Even as wrestling passed him by, Roland Bock had an eye for the outlandish, and any opportunity for self-promotion. He organised topless women's boxing events, selling out 1000 seater arenas, but drawing the understandable ire of women's rights movements all over Germany. He opened restaurants and guesthouses, acted alongside Gerard Depardieu, and transformed a disused refrigerator factory in Ludwigsburg into the "Rockfabrik Ludwigsburg" heavy metal venue, where he promoted gigs by the likes of Metallica, Slayer, Anthrax, Iron Maiden, and even Queen. Following his second stint in prison, he left Germany, buying an old bullring in Gran Canaria to convert into a disco, before settling in Thailand, where he ran a guesthouse, exported local art, and organised open-air film screenings. After contracting SARS, he returned to Germany. In 2021, he talked of promoting a Live Aid-style relief concert for the victims of Coronavirus, but he did so from the small, single bedroom apartment in Stuttgart where he now lives, aged 78, with little to show from his wild and varied career. He now makes a living selling shoe trees. Also in 2021, Bock collaborated with author Andreas Matlé on an authorised biography - in an interview with Die Zeit, Bock expressed hope that the book would be translated into Japanese, so that Antonio Inoki could read it.
In Matlé's book, Bock is an unsympathetic figure.

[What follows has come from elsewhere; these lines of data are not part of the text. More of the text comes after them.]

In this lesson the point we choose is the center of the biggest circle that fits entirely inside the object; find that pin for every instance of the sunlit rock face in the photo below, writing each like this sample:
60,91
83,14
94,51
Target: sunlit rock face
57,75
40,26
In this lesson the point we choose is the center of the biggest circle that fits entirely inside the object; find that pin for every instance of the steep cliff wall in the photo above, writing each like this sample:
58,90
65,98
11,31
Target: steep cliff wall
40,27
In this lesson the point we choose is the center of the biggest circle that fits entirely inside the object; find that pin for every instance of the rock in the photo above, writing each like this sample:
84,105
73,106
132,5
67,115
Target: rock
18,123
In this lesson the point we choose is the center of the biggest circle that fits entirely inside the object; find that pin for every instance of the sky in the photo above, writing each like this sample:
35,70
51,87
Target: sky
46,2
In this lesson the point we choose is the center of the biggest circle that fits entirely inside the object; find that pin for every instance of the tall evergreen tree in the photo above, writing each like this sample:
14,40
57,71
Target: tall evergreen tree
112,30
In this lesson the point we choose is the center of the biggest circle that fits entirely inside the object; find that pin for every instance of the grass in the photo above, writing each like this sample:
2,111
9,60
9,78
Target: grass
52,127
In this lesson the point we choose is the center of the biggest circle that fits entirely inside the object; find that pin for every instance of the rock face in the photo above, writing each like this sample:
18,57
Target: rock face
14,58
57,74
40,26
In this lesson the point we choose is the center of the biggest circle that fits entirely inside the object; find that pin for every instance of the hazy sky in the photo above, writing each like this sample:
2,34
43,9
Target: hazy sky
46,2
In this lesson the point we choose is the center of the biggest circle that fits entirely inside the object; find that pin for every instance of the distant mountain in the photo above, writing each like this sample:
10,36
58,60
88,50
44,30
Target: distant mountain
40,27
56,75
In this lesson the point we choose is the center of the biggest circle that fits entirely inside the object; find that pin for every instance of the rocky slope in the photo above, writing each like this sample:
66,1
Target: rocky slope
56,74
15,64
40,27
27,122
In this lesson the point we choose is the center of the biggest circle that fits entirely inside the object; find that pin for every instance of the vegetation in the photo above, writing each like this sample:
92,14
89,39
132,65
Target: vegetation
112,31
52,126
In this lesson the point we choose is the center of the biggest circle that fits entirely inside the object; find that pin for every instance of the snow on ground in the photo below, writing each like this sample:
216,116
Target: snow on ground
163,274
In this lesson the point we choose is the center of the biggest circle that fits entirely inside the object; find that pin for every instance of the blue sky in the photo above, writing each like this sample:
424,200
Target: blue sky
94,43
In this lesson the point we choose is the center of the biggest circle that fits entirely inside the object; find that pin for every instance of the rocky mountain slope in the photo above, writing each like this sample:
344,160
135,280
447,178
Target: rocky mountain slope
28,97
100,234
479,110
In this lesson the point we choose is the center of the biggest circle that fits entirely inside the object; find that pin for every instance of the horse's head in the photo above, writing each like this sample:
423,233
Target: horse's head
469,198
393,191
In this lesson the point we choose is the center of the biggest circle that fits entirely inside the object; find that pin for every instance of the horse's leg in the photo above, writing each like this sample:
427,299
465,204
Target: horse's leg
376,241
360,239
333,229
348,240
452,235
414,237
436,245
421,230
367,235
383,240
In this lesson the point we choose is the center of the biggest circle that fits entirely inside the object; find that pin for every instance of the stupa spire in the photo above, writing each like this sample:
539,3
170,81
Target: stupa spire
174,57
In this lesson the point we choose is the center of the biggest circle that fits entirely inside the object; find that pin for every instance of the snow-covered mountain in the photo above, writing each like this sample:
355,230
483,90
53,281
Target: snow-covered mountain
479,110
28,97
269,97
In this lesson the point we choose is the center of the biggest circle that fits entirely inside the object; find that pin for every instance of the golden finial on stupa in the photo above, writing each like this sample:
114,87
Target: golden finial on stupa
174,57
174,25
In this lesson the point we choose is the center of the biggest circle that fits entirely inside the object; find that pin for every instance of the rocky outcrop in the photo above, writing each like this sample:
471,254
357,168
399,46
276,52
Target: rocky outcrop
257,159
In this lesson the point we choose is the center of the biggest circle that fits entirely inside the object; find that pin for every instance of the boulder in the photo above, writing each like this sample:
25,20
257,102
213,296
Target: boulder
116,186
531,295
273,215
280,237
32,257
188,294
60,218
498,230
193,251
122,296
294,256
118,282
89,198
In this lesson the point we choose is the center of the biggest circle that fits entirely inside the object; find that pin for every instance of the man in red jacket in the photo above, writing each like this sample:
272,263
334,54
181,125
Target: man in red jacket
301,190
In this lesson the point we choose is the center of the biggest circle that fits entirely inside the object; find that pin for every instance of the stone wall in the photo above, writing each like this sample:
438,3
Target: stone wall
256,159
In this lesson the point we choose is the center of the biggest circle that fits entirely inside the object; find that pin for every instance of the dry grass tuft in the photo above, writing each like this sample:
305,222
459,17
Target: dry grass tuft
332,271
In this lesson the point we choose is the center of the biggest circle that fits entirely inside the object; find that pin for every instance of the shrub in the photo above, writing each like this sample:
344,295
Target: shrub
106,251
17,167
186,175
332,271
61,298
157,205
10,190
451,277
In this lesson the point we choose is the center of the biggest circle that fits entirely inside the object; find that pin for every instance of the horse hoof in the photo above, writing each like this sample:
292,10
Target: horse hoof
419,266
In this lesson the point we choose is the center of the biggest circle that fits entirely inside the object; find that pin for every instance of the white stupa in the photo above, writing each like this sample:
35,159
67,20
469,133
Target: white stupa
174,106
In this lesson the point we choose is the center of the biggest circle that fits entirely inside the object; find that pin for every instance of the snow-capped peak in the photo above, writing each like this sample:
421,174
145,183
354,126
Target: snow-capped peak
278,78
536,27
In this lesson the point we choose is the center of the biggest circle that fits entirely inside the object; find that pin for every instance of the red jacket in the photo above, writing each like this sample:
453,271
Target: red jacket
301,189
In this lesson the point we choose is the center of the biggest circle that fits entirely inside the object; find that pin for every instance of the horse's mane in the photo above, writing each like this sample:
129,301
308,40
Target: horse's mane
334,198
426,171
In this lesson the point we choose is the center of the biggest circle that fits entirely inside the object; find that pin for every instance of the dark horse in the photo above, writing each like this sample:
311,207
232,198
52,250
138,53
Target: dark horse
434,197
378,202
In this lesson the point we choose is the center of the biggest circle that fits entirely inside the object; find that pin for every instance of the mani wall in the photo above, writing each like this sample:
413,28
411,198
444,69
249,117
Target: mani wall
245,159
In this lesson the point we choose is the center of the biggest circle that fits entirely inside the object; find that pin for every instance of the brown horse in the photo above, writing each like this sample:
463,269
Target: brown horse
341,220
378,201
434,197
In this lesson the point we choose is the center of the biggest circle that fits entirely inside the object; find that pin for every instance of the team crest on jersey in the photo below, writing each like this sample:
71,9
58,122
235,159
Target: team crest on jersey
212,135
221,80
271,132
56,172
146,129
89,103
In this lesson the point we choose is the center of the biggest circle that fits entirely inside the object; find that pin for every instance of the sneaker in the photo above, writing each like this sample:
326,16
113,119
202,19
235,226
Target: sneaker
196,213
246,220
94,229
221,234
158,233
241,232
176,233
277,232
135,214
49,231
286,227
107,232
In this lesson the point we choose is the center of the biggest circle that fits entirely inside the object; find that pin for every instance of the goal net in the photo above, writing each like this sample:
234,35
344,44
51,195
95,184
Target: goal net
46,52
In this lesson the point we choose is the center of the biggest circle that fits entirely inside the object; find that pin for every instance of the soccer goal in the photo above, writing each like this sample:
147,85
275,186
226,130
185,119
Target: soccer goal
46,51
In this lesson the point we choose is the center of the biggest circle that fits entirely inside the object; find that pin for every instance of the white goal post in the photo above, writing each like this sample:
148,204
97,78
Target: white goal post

He criticises American wrestling as "stuntmen and artists on speed", "with arms pumped up like Popeye" in comparison to the serious presentation of German wrestling, and mocks how much time American wrestlers spend grunting and shouting into microphones, before a few scant minutes of "Rocky Horror Picture Show wrestling". He is no kinder to modern German wrestling, deriding it as "men with full tattoos and quirky hipster beards" who can do spectacular things with ladders, tables, chairs, and rubbish bins, but would be lost when asked to perform a simple wrestling hold.
While Roland Bock blamed other promoters for the decline in German wrestling, relying too heavily on gimmick matches, fat and aging wrestlers, and a lack of young talent and believable wrestling holds, the majority of those same promoters pointed the finger solely at Roland Bock. It was he who had wrestling kicked off television. They even gave his business model a name - "Blut, Busen und Bär"; Blood, Boobs and Bears. Worse still, for his role in burying the German wrestling business, they nicknamed him, "das Totengräber des Catchens"; the gravedigger of wrestling. For the man who bore the psychological scars of abuse at the hands of his gravedigger grandfather, there could be no worse insult.